Inline ASM / laneid

I’m running into issues when I try to use the following inline PTX assembly in a closest-hit program:

int laneId; asm("mov.s32 %0, %laneid;" : "=r"(laneId) );

What I’m trying to do is use the thread’s lane index as a “swizzle” factor to reduce atomicAdd contention. The overall situation looks something like this:

rtDeclareVariable(int, nvals, , );

rtBuffer<float, 1> vals; //Accumulates data over every ray. (size==nvals)

RT_PROGRAM void closestHit() {
   int swizzle;

   asm("mov.s32 %0, %laneid;" : "=r"(swizzle) ); //Fails with segfault if I do this.
   //swizzle = launch_index.x; //No segfault if I do something like this instead.

   for(int idx=swizzle; idx<(nvals+swizzle); ++idx) {

      int wrappedIdx = idx % nvals;
      float someVal = 2.0f*wrappedIdx;

      atomicAdd(&vals[wrappedIdx], someVal);

   //... (recursively spawn child rays that use this same closest-hit program)

The program compiles fine, but execution fails with a segfault whenever I try to use the laneid as the swizzle factor. Other swizzle factors that I tried worked fine, so I know this isn’t a simple array indexing issue.

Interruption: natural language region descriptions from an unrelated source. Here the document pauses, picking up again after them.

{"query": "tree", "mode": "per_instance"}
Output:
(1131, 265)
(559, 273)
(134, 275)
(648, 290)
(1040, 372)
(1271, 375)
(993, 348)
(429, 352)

So here’s my question: is retrieving the laneid via inline asm not supported in Optix programs, and that’s why I’m getting this error? Or is this something I should create a bug report for? I’m using Optix 3.9 / Cuda 7.5 on Ubuntu 14.04 Linux (64-bit).

Thank you for your help.

Hi Stephen,

We’ve been discussing this through other channels, but a quick note for anybody else that finds this thread:

OptiX 3.9.0 doesn’t officially support grabbing special registers like %laneid. This code will work in some programs but not others. More often not. The built-in threadIdx CUDA variable is supported, although it may not map 1-1 to rays, as stated in the programming guide.

We’re trying to figure out the right recommendation for doing high performance buffer reductions going forward.